Los antiguos chinos creían que se trataba de restos de dragones, y hasta los usaban para elaborar remedios mágicos. En Europa se pensaba que eran huesos de gigantes; y los habitantes de Norteamérica sospechaban que habían pertenecido a aves monstruosas. Hasta que en 1822, el paleontólogo inglés Gideon Mantell descubrió en Sussex (Inglaterra) los huesos de un gran reptil herbívoro al cual llamó iguanodonte. Así fue como Mantell se convirtió en el primer científico que identificó a un dinosaurio como tal, e inició sin saberlo una “dinomanía” que sigue contagiando a niños y adultos por igual.
LAS PISTAS DEL PASADO
Sabemos cómo eran los dinosaurios a través de los fósiles, es decir, los restos de organismos que después de cientos de miles de años quedaron conservados en piedra.
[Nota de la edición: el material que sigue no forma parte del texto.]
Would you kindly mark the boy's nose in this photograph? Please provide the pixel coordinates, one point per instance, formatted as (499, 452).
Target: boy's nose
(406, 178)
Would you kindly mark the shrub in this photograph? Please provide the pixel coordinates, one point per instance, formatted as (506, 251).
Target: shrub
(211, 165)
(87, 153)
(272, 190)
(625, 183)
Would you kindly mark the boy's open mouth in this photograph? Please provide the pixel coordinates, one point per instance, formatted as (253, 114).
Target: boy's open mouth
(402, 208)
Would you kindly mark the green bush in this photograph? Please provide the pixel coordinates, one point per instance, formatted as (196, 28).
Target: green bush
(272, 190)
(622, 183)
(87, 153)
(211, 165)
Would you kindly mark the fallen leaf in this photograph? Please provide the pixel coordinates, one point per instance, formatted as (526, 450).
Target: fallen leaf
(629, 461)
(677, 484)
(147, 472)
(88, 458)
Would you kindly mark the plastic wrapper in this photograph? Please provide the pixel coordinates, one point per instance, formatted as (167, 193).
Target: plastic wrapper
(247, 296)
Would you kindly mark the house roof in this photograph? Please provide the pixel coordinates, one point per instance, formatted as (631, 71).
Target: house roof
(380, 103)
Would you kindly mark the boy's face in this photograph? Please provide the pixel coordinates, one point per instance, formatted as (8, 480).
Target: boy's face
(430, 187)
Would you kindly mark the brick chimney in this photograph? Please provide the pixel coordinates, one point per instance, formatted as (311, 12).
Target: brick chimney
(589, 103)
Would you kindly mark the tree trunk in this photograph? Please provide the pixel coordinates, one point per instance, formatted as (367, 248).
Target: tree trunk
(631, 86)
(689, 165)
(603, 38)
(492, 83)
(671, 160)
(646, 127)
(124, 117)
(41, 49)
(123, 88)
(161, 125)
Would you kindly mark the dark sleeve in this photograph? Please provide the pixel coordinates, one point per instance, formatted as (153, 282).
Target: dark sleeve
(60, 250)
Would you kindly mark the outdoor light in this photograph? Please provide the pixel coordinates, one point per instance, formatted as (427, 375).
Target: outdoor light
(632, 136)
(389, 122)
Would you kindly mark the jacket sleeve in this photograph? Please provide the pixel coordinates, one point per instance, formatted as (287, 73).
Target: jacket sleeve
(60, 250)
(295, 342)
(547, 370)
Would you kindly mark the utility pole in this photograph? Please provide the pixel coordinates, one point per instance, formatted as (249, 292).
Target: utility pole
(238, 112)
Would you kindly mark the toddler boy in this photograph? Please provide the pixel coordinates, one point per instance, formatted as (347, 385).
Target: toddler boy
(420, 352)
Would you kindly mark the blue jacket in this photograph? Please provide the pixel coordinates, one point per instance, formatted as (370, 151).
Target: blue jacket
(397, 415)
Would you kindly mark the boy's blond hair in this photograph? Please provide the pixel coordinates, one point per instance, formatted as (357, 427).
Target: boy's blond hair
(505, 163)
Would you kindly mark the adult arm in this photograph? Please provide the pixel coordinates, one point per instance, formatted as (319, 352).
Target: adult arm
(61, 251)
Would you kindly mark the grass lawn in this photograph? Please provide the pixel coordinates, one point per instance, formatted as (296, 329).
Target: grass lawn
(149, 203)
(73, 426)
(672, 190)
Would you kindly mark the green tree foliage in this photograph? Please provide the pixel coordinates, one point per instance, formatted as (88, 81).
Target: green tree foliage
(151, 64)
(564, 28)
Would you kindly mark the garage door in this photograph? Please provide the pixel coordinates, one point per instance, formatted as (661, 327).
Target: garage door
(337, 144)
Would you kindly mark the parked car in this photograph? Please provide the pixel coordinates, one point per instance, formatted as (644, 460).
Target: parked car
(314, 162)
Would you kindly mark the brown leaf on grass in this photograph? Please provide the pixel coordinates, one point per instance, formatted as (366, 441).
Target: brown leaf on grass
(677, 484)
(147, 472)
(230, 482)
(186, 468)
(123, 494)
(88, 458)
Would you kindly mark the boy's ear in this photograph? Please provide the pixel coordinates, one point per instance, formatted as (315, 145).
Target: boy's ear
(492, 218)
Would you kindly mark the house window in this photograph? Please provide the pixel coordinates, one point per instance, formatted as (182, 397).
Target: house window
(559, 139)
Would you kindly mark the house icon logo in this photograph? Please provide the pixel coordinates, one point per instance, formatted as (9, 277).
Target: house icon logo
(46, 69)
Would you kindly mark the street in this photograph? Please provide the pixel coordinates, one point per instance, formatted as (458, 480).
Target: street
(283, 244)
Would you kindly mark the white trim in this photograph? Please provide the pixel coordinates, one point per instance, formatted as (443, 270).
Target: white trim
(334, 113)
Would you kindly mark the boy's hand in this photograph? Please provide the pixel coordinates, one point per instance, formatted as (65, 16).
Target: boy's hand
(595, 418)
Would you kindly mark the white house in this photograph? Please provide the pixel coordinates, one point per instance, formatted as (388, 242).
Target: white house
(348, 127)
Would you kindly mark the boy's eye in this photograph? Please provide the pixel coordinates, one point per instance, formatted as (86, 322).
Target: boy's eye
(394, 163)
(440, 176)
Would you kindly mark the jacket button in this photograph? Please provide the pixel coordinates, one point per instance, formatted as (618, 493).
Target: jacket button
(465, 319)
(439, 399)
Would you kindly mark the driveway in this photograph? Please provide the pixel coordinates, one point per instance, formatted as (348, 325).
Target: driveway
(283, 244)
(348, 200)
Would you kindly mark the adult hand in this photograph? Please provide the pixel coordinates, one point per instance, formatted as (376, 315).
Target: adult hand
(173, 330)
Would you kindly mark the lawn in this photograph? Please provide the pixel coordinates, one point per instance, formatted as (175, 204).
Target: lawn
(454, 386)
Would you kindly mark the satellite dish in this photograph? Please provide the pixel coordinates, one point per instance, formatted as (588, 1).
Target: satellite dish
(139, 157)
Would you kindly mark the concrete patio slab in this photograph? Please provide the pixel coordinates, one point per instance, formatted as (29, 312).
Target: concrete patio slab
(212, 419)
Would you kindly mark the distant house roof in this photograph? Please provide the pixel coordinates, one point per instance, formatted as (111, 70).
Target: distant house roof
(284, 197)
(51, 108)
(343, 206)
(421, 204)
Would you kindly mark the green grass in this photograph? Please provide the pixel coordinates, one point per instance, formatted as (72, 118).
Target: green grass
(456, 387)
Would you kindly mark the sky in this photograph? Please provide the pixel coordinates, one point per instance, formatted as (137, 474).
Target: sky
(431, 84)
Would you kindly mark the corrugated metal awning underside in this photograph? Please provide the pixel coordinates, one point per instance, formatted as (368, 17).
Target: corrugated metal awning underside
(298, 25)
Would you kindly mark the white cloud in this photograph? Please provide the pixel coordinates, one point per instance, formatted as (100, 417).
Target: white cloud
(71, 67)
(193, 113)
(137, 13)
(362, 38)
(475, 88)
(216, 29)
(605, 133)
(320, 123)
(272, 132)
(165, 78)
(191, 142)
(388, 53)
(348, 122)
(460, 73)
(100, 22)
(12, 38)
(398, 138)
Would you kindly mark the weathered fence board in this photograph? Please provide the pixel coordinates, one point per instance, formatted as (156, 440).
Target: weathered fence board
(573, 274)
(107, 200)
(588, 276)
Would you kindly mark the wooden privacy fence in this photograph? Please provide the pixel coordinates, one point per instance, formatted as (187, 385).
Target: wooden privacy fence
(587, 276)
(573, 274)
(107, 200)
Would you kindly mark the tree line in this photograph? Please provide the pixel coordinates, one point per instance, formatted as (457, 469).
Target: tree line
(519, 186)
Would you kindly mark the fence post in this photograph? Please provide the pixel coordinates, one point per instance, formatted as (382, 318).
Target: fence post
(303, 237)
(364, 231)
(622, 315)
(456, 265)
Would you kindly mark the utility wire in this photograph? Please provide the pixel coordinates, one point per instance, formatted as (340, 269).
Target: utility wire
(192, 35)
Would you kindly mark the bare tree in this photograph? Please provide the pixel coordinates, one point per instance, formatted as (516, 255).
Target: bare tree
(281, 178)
Por lo general estas “impresiones” se forman con las partes duras del animal o de la planta (como el tronco, el caparazón o los huesos) porque las partes blandas se descomponen rápido. Las pistas fósiles que nos ayudan a conocer la historia de los dinosaurios están en huesos, dientes, garras, escamas, cicatrices, cascarones de huevos, huellas y hasta excrementos petrificados, denominados coprolitos.
Cuando los paleontólogos encuentran fósiles empieza un trabajo muy difícil y delicado:
1 Primero limpian los fósiles con mucho cuidado. Antes de moverlos, dibujan en un plano la posición de cada uno.